1. (1)-RMT (Ratcheting Medical Tourniquet) Of which Paul is a member of the design team. The class felt this was the easiest to use, most secure and tightest, and it had an acceptable pack-ability in a personal or vehicle medical kit.
2. (1)- Olaes® Modular Bandage
3. (1)- Olaes® Modular Bandage (TRAINER)
4. (1)- Emergency Shears
5. (1)- Israeli Emergency bandages
THE PAUL AND HUGH STARTER KIT. WELL OVER 100.00 IN GEAR.
About the only thing missing was possibly a hemostatic agent. I think the class came to the conclusion that the Quickclot Combat gauze® was the best choice, followed by Celox® , and then Quickclot ACS®. Woundstat® was not an option due to reports from the US Army and the fact that they forbid their medics to use it due to particles traveling through the bloodstream and causing clots.
During Day Two, we continued to look at patient transport systems from traditional litters, the SKED®, and other portable systems. We all took turns trying them out on each other and discussed the ease of use vs. pack-ability issue with each one.
We worked different scenarios where we had to administer aide based off of limited information with the tools we had on hand. Everyone who wanted to, got hands on time with all of the gear and techniques.
The following texts were recommended reading by Paul and Hugh for continued education in this subject:
1. Emergency: This Book Will Save Your Life (Paperback) by Neil Struass
Amazon
2. Ditch Medicine: Advanced Field Procedures For Emergencies (Paperback) by Hugh Coffee
Amazon
3. PHTLS Basic and Advanced Pre-hospital Trauma Life Support: Military Version (Paperback)by National Association of Emergency Medical Technicians
Amazon
We are planning to have Hugh Coffee back at the end of the year for either another course like this, or possibly a 2.5-3 day course with a little more detail and more of an emphasis on medications, sutures, long-term care out-side the hospital, and more disaster preparedness type of info.

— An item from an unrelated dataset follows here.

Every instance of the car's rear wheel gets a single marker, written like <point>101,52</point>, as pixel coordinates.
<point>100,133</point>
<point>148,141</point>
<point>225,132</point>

If you missed this class, you missed a lot. The course was highly informative and opened a lot of people’s eyes. We carry a gun everyday because we never know what may happen. It only makes sense that we carry the tools to mend ourselves or our family if a gun were to be used against us, or more probable, we were involved in a traumatic car accident, house fire, or some other natural disaster where medical help was not a 911 call away.